Centrality and Transverse Spherocity dependent study of charged-particle production in Xe-Xe collisions at $\sqrt{s_{NN}}$ = 5.44 TeV using PYTHIA8 Angantyr and AMPT models

TL;DR

This study investigates how transverse spherocity influences charged-particle production in Xe-Xe collisions at 5.44 TeV, using PYTHIA8 Angantyr and AMPT models to analyze soft and hard event components.

Contribution

It introduces a detailed analysis of identified particle spectra based on transverse spherocity in Xe-Xe collisions using PYTHIA8 Angantyr and AMPT models, highlighting event structure effects.

Findings

Different transverse momentum spectra for soft and hard events.

Event centrality impacts particle production characteristics.

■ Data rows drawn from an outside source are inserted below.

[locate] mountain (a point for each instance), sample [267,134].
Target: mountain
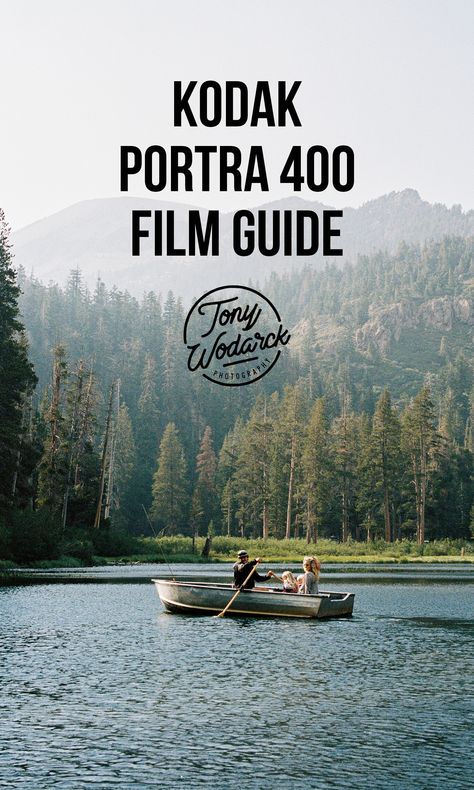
[95,236]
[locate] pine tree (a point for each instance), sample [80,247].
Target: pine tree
[204,504]
[317,467]
[420,441]
[52,478]
[17,378]
[386,456]
[170,490]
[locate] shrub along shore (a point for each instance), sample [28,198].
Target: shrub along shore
[180,549]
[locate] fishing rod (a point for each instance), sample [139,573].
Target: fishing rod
[158,541]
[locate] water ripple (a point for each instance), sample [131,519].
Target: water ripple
[100,689]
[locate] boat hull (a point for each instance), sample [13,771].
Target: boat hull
[210,599]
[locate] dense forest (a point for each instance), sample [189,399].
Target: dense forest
[362,431]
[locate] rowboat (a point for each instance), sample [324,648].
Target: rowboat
[208,598]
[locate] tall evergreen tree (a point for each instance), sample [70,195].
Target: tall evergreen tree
[170,489]
[421,442]
[386,457]
[204,504]
[17,378]
[317,469]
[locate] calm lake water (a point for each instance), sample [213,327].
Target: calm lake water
[100,688]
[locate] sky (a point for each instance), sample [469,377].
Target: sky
[390,78]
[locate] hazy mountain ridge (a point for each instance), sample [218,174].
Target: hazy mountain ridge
[95,236]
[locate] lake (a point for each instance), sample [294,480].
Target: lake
[100,688]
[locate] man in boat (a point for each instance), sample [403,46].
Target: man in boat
[242,568]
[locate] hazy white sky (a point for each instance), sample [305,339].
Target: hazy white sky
[391,78]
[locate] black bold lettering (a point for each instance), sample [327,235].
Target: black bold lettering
[149,165]
[336,168]
[206,151]
[263,247]
[328,232]
[285,104]
[262,96]
[137,232]
[248,234]
[170,248]
[230,90]
[206,119]
[206,237]
[183,169]
[181,103]
[256,163]
[126,168]
[227,168]
[312,248]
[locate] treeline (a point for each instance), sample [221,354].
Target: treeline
[118,438]
[292,471]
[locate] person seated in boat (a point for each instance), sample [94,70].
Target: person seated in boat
[242,568]
[310,577]
[289,582]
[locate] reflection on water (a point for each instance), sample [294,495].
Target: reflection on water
[101,688]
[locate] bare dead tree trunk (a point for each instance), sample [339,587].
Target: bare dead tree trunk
[110,482]
[104,461]
[290,489]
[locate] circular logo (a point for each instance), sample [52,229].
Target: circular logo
[234,335]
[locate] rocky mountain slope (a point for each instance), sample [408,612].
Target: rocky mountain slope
[94,236]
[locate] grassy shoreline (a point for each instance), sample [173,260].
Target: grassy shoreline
[179,549]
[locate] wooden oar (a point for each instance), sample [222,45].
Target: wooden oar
[221,614]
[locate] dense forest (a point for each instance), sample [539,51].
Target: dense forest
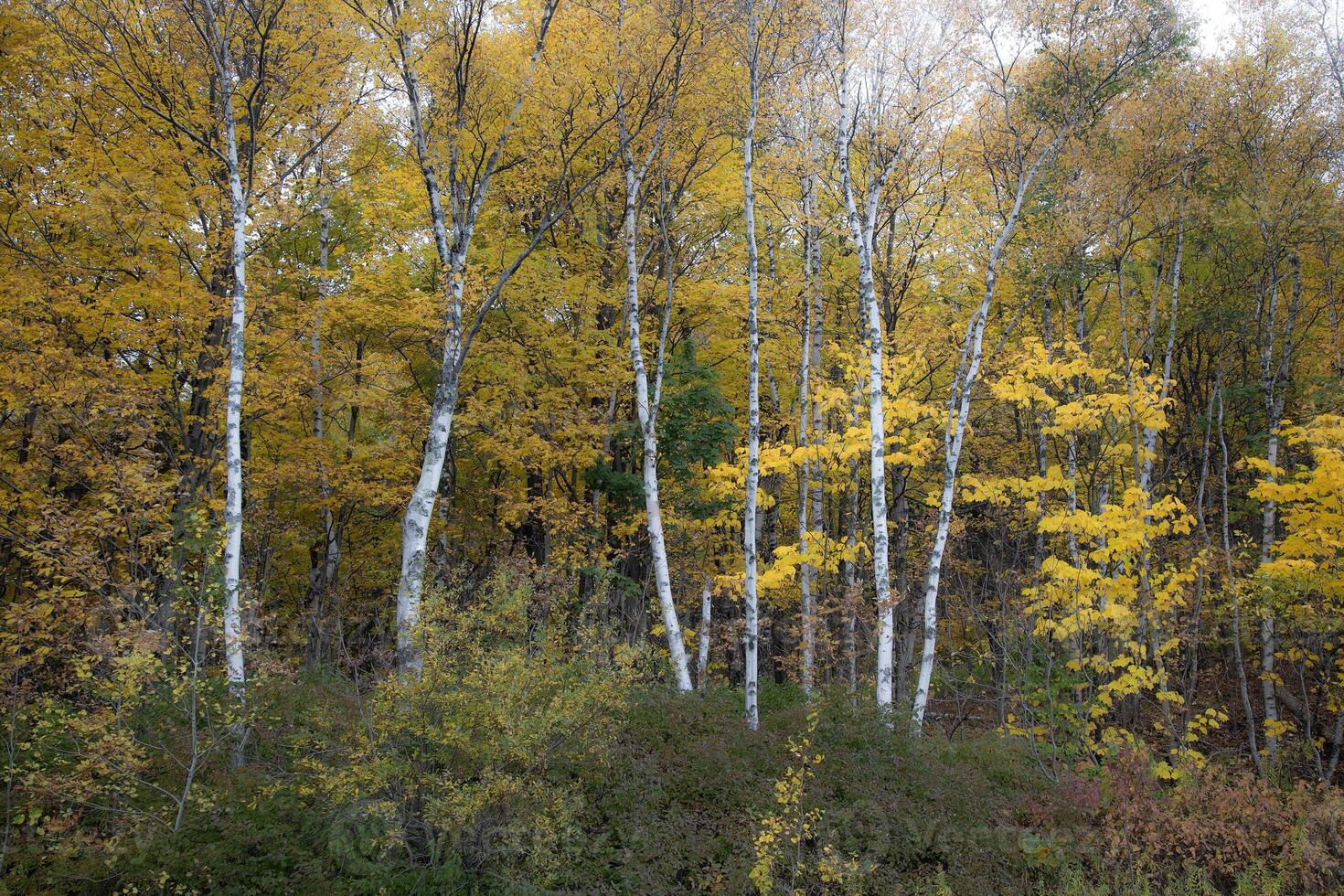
[778,446]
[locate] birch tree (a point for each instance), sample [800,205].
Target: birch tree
[660,91]
[752,635]
[1074,65]
[475,146]
[229,96]
[901,83]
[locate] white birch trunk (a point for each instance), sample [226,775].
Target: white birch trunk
[958,409]
[234,411]
[702,660]
[657,543]
[862,229]
[452,257]
[1275,389]
[805,572]
[750,635]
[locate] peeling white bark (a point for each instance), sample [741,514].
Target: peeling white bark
[749,520]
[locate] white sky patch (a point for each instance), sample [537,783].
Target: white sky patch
[1217,23]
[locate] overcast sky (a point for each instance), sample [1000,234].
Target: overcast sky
[1217,19]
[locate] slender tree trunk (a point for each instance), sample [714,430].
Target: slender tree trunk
[749,521]
[958,409]
[234,410]
[1275,380]
[452,258]
[648,429]
[702,660]
[1230,586]
[862,231]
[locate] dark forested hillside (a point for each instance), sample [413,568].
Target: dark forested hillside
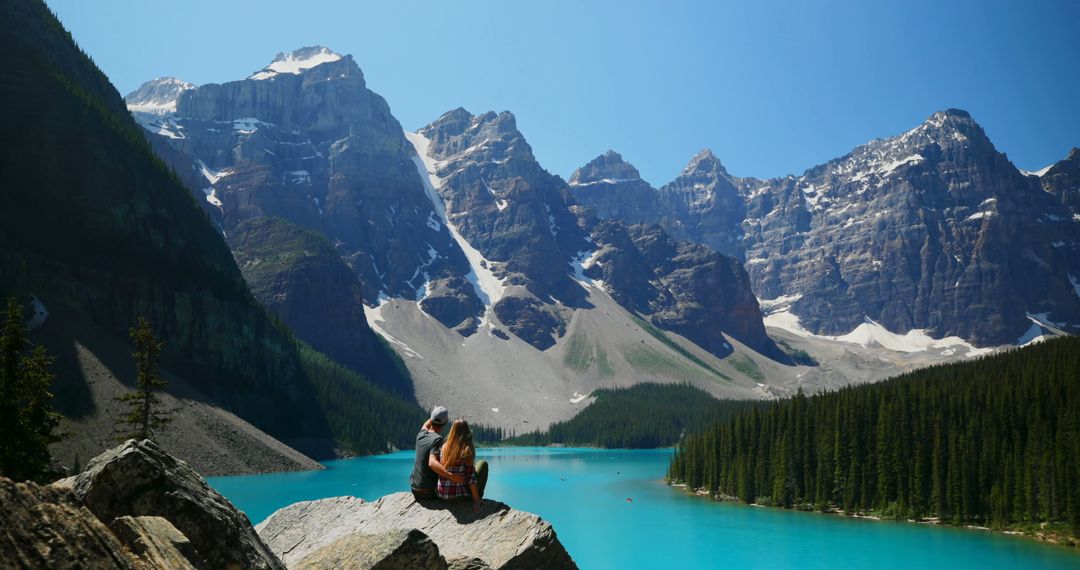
[991,442]
[644,416]
[296,274]
[93,220]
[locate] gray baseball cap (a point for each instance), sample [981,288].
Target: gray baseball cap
[440,416]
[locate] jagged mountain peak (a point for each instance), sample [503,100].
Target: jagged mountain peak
[158,96]
[296,62]
[704,162]
[609,166]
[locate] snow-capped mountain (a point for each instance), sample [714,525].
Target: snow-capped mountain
[295,62]
[156,98]
[473,261]
[932,230]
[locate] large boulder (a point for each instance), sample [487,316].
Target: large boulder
[397,550]
[497,534]
[43,527]
[137,478]
[156,541]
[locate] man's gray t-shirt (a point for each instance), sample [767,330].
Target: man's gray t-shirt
[422,477]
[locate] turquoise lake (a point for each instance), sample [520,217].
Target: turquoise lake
[583,492]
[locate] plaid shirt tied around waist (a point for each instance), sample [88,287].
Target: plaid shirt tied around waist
[448,489]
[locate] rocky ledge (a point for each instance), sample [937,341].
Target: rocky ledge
[336,532]
[138,507]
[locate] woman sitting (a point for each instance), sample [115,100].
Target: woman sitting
[458,456]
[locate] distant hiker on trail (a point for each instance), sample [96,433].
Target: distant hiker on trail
[428,470]
[458,455]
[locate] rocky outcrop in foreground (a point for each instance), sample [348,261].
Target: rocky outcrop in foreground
[497,535]
[138,507]
[138,478]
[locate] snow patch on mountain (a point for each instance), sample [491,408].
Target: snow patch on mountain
[296,62]
[582,261]
[871,333]
[488,287]
[157,97]
[1039,173]
[374,316]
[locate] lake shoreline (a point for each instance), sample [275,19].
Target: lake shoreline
[1041,535]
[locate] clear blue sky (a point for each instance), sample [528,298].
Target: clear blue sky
[772,87]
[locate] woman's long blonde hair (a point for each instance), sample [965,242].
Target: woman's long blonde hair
[458,446]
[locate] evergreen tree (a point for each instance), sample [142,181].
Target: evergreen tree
[145,417]
[27,423]
[990,442]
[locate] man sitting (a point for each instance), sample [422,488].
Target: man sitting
[428,470]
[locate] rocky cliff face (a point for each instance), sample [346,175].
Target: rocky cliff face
[306,141]
[933,229]
[615,190]
[684,287]
[458,217]
[137,507]
[514,219]
[94,222]
[1063,180]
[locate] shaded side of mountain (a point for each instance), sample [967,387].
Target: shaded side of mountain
[684,287]
[95,222]
[297,274]
[644,416]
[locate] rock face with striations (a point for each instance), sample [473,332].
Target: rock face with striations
[680,286]
[498,535]
[305,140]
[394,550]
[1063,180]
[933,229]
[44,527]
[137,478]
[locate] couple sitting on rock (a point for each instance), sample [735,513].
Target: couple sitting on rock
[447,469]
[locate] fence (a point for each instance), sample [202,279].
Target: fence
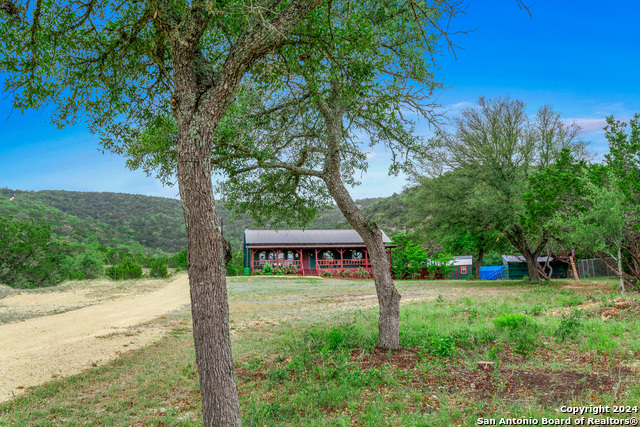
[595,267]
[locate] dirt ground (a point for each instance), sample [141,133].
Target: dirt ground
[94,324]
[56,332]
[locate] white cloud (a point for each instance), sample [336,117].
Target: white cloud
[589,126]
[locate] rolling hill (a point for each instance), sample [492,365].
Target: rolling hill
[155,224]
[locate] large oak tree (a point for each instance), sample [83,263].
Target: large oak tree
[501,147]
[120,65]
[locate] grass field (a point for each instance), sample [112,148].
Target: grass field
[304,356]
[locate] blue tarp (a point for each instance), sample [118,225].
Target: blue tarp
[491,273]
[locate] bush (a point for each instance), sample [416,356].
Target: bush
[569,326]
[127,269]
[158,269]
[521,329]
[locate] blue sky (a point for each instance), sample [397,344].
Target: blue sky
[581,57]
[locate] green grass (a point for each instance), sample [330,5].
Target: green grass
[305,355]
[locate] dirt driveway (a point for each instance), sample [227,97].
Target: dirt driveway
[55,332]
[39,349]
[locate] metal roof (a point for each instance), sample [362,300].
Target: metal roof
[305,237]
[457,260]
[520,258]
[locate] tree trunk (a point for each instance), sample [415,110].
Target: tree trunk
[518,239]
[388,295]
[477,263]
[209,307]
[620,275]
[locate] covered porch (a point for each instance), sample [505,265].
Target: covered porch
[313,261]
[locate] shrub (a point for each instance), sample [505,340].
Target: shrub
[569,326]
[521,329]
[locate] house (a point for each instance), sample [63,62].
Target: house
[514,267]
[311,251]
[462,268]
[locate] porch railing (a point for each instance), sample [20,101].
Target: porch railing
[344,263]
[276,263]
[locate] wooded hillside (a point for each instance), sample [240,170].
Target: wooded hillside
[154,223]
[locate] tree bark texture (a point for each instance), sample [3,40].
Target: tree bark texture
[209,307]
[200,99]
[620,275]
[517,237]
[388,295]
[477,263]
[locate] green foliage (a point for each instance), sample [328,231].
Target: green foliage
[441,264]
[127,269]
[234,267]
[521,329]
[497,147]
[181,260]
[158,269]
[25,257]
[362,273]
[109,219]
[569,326]
[267,268]
[89,265]
[408,257]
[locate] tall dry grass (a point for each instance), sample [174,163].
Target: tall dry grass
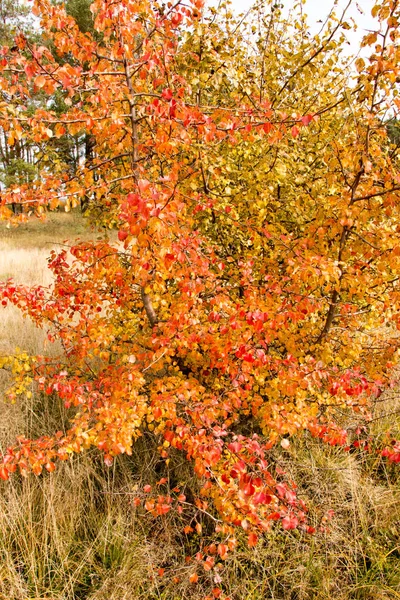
[75,534]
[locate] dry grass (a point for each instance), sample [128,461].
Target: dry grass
[75,534]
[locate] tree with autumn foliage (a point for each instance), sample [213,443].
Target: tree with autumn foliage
[253,292]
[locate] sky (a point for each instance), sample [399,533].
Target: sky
[318,10]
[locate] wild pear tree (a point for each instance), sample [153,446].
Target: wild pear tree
[253,292]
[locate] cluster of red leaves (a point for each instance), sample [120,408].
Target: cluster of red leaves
[219,330]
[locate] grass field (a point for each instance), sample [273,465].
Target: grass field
[75,534]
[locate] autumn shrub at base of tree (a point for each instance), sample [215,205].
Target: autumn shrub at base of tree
[252,299]
[77,533]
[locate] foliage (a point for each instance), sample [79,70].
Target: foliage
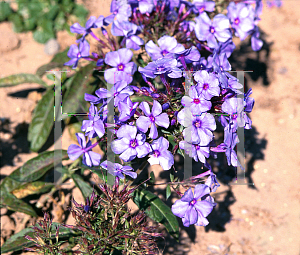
[45,18]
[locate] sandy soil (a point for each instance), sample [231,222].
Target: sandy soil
[263,219]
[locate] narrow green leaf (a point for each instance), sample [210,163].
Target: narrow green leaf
[84,187]
[12,203]
[36,167]
[17,242]
[32,188]
[73,101]
[171,177]
[21,78]
[42,121]
[152,180]
[9,184]
[157,210]
[168,191]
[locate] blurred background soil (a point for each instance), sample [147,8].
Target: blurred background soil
[259,219]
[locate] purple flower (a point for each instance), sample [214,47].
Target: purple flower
[129,30]
[130,144]
[75,54]
[161,66]
[195,101]
[230,141]
[154,117]
[207,30]
[118,170]
[199,6]
[212,182]
[235,108]
[90,158]
[145,6]
[126,109]
[119,92]
[198,152]
[94,126]
[167,44]
[120,10]
[256,43]
[194,208]
[160,154]
[207,84]
[242,18]
[123,69]
[199,127]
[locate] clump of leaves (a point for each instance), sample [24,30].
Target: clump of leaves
[42,239]
[107,226]
[45,18]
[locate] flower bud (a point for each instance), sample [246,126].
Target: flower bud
[165,106]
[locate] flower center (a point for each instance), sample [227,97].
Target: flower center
[197,124]
[156,153]
[193,201]
[164,52]
[236,21]
[159,69]
[152,118]
[120,67]
[196,101]
[133,143]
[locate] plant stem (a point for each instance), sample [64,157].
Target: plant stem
[141,168]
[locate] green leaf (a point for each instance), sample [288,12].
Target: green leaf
[5,11]
[32,188]
[17,21]
[36,167]
[168,191]
[57,61]
[21,78]
[17,242]
[9,184]
[51,15]
[80,12]
[73,101]
[12,203]
[157,210]
[84,187]
[60,21]
[171,177]
[42,121]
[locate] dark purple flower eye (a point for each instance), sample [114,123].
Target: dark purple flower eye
[87,208]
[164,52]
[133,143]
[196,101]
[236,21]
[120,67]
[193,202]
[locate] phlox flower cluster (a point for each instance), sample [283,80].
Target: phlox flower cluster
[192,47]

Transverse spherocity effectively classifies event types.

Abstract

Transverse Spherocity is an event structure variable which provide an effective way to disentangle the data into hard and soft components of the processes corresponding to events with small and large numbers of multi-parton interactions (MPI), respectively. Recent experimental results in small systems from the LHC suggest the importacnce of transverse spherocity variable in the classification of the events. In this contribution, we have studied the dynamics of identified particle production in Xe-Xe collisions at $\sqrt{s_{NN}}$ = 5.44 TeV using A Multi-Phase Transport Model (AMPT) and the recently developed Angantyr model, which is incorporated within PYTHIA8. A study of the transverse momentum spectra of the dentified particles are presented for soft (isotropic) and hard (jetty-like) events in different centrality intervals.